Not coincidentally, McCain and Romney also excitedly embraced this democratizing project—a project that the vast majority of the electorate rejected in no uncertain terms in 2006 and 2008.

Ronald Reagan

What about Reagan? Well, this “conservative” president whose legacy Trump allegedly threatens to squander, upon cutting taxes in ’81, proceeded to raise taxes 11 times in subsequent years. And he raised payroll taxes to pay for “government-run healthcare,” i.e. Medicare (as well as to subsidize Social Security). Medicaid expanded under Reagan.

The federal government grew exponentially under Reagan, and the Gipper abolished not a single program, much less an agency. In fact, he actually created a new government department.

There’s much hand ringing on the part of “conservatives”—and “Reagan conservatives” especially!—over Trump’s “protectionism.” But Reagan was “protectionist (as shown here and here).

Reagan amnestied millions of illegal immigrants; “cut and run” when over 240 Marines were murdered fighting Islamic terrorists; appointed two left-leaning justices to the Supreme Court; and, once his tenure was over, supported the Brady bill.

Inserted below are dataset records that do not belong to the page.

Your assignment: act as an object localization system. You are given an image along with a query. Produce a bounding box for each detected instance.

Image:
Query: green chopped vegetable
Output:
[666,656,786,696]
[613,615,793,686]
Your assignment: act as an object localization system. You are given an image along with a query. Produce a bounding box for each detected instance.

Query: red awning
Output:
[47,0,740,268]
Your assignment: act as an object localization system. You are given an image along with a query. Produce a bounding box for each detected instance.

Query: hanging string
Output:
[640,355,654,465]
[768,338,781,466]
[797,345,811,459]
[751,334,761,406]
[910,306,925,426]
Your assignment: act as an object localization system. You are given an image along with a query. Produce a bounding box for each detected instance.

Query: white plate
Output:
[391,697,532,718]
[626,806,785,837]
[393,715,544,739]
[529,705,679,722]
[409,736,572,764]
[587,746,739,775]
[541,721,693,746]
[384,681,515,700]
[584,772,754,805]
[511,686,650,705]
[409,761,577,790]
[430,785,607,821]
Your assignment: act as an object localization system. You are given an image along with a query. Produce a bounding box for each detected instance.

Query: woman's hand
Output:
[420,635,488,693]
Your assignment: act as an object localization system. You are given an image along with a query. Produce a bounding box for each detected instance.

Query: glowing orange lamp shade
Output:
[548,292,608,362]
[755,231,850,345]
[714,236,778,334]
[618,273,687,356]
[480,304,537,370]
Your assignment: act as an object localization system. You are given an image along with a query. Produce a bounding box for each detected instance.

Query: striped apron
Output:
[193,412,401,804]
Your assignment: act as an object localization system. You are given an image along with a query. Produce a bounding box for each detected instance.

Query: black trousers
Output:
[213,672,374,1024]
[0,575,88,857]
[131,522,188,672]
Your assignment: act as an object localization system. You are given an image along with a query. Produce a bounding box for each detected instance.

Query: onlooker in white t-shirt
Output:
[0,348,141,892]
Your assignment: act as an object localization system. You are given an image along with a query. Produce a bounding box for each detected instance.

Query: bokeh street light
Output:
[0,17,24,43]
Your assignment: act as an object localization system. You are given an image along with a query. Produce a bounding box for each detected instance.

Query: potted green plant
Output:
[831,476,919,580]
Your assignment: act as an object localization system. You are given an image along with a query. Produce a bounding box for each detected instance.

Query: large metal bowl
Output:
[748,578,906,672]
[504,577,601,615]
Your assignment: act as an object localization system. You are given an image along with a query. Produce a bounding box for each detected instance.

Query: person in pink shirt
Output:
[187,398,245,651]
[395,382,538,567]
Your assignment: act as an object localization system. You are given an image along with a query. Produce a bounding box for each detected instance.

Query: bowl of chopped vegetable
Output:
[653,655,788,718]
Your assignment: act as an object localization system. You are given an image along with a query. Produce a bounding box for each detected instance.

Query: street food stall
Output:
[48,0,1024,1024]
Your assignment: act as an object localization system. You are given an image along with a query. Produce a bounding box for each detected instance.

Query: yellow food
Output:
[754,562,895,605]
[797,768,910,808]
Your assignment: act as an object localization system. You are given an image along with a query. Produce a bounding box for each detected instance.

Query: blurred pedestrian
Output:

As governor of California, this celebrity-turned-politician (sounds very contemporary, does it not?)—who didn’t become a Republican until he was in his 50’s–legalized abortion, imposed both “gun-control” and the largest tax increase in the history of the state, and proposed mandatory health insurance.

The NeverTrumpster’s dilemma is inescapable: If these GOP presidential candidates are “conservative,” then so too is Trump the same. On the other hand, if Trump is not a conservative, then neither is these “conservative” candidates anything of the kind.